Nicola Sturgeon often spoke about how she hoped that part of her legacy was to empower women by showing how young working-class girls can rise through the ranks of male-dominated milieus and industries. Yousaf will hopefully try to play a similar role for Scotland’s ethnic minorities, showing them that the ‘white wall’ of Scottish politics is not so unassailable.
He has not been scared of putting himself out there before when it comes to anti-racism, despite the inevitable racist backlash.
In 2020, following the murder of George Floyd and a debate on racism in the Scottish parliament, Yousaf delivered a powerful speech highlighting the lack of diversity across Scotland’s public sector and asking Scots to face up to Scotland’s “structural racism problem”. For this, he received over 6000 racist social media attacks in a single week, including death threats.
There is a long way to go. There are currently only 6 non-white members of the Scottish parliament. Across Scotland, an astonishing four-fifths of Muslims have reported some form of Islamophobic abuse, while 62% of hate crimes had race as an aggravator.
These are not circumstances that will miraculously resolve with the election of a Muslim First Minister, but his election does tell of another political context that Scots ought not to shy away from.
Within the context of unprecedented anti-migrant action from the Brexiteer British Tory government, Yousaf’s election ought to be considered genuine progress. Some might point to the fact that the current British PM, Rishi Sunak, is also a person of immigrant stock, but the difference is that Sunak is acceptable within the Brexiteer Tory milieu precisely because he’s willing to enact these hardcore racist immigration policies.
This is where the SNP and Scotland’s independence movement deserve praise. In all of the 16 years since the SNP were first elected, never once has any SNP government attempted to scapegoat migrants or minorities, unlike the British government.
Instead, they have created the conditions in Scotland whereby anti-immigrant sentiment is seen as politically unsustainable and anti-racism is a default for all the major parties.
Scotland is no safe haven from societal and everyday racism. But it has a history of anti-racism that the SNP embody, allowing them to create the political and social conditions whereby Scots overwhelmingly opposed the politics of racism and xenophobia that fed into Brexit.
It’s also why Scots have overwhelmingly rejected every Tory government and their increasingly illiberal and divisive agendas, all centred around the regressive incitement of Brexit.
Humza Yousaf, as a second-generation immigrant Muslim and supporter of an independent, progressive social democratic Scottish Republic with full membership of the European Union, is the living antithesis of everything that Brexit Britain represents.

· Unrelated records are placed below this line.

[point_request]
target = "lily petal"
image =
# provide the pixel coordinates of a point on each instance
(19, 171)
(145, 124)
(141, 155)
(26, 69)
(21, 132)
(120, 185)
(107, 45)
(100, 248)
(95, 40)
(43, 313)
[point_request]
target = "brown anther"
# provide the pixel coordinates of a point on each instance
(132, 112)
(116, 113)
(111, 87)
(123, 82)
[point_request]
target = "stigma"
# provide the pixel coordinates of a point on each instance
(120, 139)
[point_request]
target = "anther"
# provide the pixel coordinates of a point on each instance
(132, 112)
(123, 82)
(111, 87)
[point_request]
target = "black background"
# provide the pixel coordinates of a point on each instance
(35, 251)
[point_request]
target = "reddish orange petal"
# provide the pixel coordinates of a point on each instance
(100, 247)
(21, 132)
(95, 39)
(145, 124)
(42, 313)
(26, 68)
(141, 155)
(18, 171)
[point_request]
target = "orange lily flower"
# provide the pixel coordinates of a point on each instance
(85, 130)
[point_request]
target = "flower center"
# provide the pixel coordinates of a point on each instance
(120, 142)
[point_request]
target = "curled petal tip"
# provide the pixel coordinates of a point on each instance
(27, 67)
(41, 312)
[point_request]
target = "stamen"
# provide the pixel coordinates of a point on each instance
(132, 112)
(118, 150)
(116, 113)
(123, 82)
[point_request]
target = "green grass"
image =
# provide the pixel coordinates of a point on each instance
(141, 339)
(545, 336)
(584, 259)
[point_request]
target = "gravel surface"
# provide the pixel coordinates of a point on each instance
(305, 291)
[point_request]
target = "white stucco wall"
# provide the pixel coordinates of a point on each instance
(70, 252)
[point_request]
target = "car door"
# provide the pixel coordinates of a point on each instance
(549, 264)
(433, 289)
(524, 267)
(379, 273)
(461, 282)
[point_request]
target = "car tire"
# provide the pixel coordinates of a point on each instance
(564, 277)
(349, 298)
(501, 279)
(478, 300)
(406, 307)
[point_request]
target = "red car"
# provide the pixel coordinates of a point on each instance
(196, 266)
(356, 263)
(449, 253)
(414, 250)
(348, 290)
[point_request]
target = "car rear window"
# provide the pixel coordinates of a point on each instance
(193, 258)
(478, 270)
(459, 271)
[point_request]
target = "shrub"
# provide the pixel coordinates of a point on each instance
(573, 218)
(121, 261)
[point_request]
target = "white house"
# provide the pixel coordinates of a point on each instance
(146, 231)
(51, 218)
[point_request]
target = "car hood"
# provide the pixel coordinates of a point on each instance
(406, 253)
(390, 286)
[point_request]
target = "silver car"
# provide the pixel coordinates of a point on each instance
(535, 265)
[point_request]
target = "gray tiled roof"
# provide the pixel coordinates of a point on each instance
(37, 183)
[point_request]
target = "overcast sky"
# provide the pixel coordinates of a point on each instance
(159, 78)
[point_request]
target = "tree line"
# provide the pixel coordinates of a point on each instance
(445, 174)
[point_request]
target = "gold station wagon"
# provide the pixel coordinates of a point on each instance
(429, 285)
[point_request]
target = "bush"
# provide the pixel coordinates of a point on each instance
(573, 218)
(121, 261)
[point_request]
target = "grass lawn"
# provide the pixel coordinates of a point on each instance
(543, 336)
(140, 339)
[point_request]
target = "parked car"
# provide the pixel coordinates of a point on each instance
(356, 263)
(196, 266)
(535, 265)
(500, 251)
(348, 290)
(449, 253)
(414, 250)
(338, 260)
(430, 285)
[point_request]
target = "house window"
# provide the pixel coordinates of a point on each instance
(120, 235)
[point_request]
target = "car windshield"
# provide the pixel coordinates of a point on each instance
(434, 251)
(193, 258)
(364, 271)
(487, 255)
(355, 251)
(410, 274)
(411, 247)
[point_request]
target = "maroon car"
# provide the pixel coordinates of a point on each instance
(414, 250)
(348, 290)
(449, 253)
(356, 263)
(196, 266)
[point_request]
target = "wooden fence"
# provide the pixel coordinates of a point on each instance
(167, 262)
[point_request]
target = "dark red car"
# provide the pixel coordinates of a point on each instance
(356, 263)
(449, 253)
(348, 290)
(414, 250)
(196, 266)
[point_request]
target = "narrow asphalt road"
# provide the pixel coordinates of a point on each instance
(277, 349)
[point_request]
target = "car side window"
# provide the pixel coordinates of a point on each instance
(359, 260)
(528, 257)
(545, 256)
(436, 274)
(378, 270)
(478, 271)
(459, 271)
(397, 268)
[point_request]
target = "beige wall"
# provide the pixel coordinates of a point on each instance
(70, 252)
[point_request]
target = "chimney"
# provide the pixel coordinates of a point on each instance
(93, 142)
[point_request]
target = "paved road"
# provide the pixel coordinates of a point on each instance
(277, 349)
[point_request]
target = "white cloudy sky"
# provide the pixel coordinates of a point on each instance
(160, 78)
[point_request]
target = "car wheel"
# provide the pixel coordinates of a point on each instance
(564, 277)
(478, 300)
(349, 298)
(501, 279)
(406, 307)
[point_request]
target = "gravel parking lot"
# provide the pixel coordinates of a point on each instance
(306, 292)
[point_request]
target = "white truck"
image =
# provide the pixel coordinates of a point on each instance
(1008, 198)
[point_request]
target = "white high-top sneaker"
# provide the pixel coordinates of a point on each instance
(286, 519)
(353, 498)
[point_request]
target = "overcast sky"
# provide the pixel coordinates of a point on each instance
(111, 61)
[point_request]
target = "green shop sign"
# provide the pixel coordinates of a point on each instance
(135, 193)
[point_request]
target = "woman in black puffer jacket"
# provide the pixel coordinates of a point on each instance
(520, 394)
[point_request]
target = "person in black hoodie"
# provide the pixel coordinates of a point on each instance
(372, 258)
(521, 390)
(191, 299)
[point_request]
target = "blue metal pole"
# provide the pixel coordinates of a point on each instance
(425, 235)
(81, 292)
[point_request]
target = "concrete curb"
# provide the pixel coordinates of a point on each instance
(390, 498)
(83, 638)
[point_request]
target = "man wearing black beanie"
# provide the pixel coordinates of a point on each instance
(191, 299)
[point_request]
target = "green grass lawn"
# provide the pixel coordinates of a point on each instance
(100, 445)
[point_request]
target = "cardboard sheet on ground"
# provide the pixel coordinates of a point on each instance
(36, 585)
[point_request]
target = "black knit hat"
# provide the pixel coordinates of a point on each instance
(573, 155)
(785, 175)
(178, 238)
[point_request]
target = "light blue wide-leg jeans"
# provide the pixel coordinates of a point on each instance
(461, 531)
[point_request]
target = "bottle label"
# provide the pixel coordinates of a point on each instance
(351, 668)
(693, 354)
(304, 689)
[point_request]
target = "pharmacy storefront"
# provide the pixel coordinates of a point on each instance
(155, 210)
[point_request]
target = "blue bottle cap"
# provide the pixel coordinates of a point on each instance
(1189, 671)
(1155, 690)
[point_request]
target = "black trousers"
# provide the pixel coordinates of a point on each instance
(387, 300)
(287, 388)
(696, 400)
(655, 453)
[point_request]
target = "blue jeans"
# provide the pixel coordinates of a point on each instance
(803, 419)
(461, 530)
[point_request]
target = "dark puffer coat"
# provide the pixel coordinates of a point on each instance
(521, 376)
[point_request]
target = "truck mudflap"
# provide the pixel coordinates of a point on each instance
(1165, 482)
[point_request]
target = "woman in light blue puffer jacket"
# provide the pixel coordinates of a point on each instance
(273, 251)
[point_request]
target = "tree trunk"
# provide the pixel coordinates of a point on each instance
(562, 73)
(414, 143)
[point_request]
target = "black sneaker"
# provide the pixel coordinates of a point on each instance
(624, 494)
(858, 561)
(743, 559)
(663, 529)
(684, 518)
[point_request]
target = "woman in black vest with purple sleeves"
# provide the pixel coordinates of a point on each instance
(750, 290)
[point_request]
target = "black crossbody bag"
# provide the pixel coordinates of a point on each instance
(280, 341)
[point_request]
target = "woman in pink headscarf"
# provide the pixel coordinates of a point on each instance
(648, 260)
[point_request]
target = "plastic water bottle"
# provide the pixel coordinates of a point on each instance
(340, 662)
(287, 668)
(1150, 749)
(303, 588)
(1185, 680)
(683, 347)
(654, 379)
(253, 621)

The dark forces that have sought to dislodge the SNP for decades, and dampen all progressive developments across these islands, will no doubt gather around Yousaf.
Scotland might be a small country with only a devolved government. However, within the context of Scotland’s own past and present problems with racism, as well as the illiberal anti-migrant policies of the Tories and even worse racist forces and sentiments sweeping across Europe, Yousaf must be considered a beacon of light.
Sam Hamad is a writer and History PhD candidate at the University of Glasgow focusing on totalitarian ideologies.